Miles Davis at Ronnie Scott’s in London, 1969
Miles Davis at Ronnie Scott’s in London, 1969

The first jazz concert in mainland Europe is thought to have been played not in a bohemian Paris cellar or a Berlin nightclub, but in Nantes, western France.

By a happy coincidence for me, as a jazz trumpeter as well as a dean, a group of black US soldiers performed in the city my school calls home at the end of the first world war.

While some dwell on the jazz world’s nocturnal sleaze, ego-fuelled infighting and the part drugs and drink have played in the downfall of some artists, I would make a case that there is much that a business school dean can learn from the jazz greats. And they do not come much greater than Miles Davis.

Nearly a quarter of a century after his death he is still the standard by which any so-called jazz genius has to be measured. However, defining Davis is no simple task.

To begin with, his output is so diverse. Like any top business school, and consequently any dean, he constantly reinvented himself, always looking to innovate and relate to a new generation. In this way, he was able to renew his music over more than 35 years, moving from bebop to cool and modal jazz and integrating electro and even rap. He never wanted to play the same thing twice.

Such relentless innovation makes Davis hard to label. He may be jazz by definition but his style could best be described as hybrid. Like the schools that today look beyond business to give their students individual, atypical profiles, he looked beyond jazz to include influences from diverse cultures. Truly international in outlook, he was one of the precursors of what we now call world music.

Davis was also a remarkable teacher, perhaps in spite of himself. Renowned for being extremely self-critical, he did not spare the feelings of those around him. Yet despite his sometimes unbearable moods, he fostered many young musicians who would later become stars, such as Herbie Hancock, John McLaughlin and Marcus Miller.

The band of the Harlem Hellfighters 369th Infantry Regiment, France, circa 1918
The band of the Harlem Hellfighters 369th Infantry Regiment, France, circa 1918

Besides teaching, he was an avid student, always seeking to learn. One example was his use of technology. When Davis began his career, musicians played live in the studio rather than recording parts individually and choosing the best take for an instrument, as is the norm today. He was one of the first to reject live studio recording and search for perfection through a multi-track approach.

To innovation we can add improvisation. I believe jazz corresponds well to what businesses should aspire to. It is based on a set series of chords and a theme that provide a solid base from which improvisation can evolve. However, to reach this level is not easy and requires years of dedication.

To improvise within any group, musical or otherwise, you must be a good listener. Your improvisation is guided by those around you. You need to be able to pick up the signals that will determine how and when your own solo will begin, develop and end.

Improvisation also entails a large dose of risk allied to a well-honed technique, especially in the case of the trumpet, a demanding instrument. Business school deans, even those who do not follow jazz, are more than likely to be able to identify with such an approach. The security of a solid base is what allows those moments of innovation and improvisation that can make a difference in the competitive management education market.

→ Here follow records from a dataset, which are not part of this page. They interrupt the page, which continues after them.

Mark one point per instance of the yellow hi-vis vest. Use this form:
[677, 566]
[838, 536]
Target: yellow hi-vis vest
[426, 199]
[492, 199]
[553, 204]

The love affair between France and jazz that began with that first concert in Nantes continued with Davis and many other US jazz giants. In the late 1950s and early 1960s, France welcomed Afro-American jazz musicians like no other country at a time when such players still sought recognition back home.

While in Paris, Davis recorded a magnificent original soundtrack for the film Ascenseur pour l’échafaud, a classic by French director Louis Malle, and fell for the chanteuse Juliette Gréco: a romance that could qualify as the jazz version of Romeo and Juliette. He met adulation wherever he went and for that reason, being aware of the danger of comfort zones, he returned to the US.

Davis never chose the easy path. He was motivated by challenges and pushed himself and others to surpass themselves, leaving behind a body of work that seems timeless in its appeal and influence. If that is not an ideal for a business-school dean to aspire to I do not know what is.

Frank Vidal is dean of Audencia Nantes School of Management.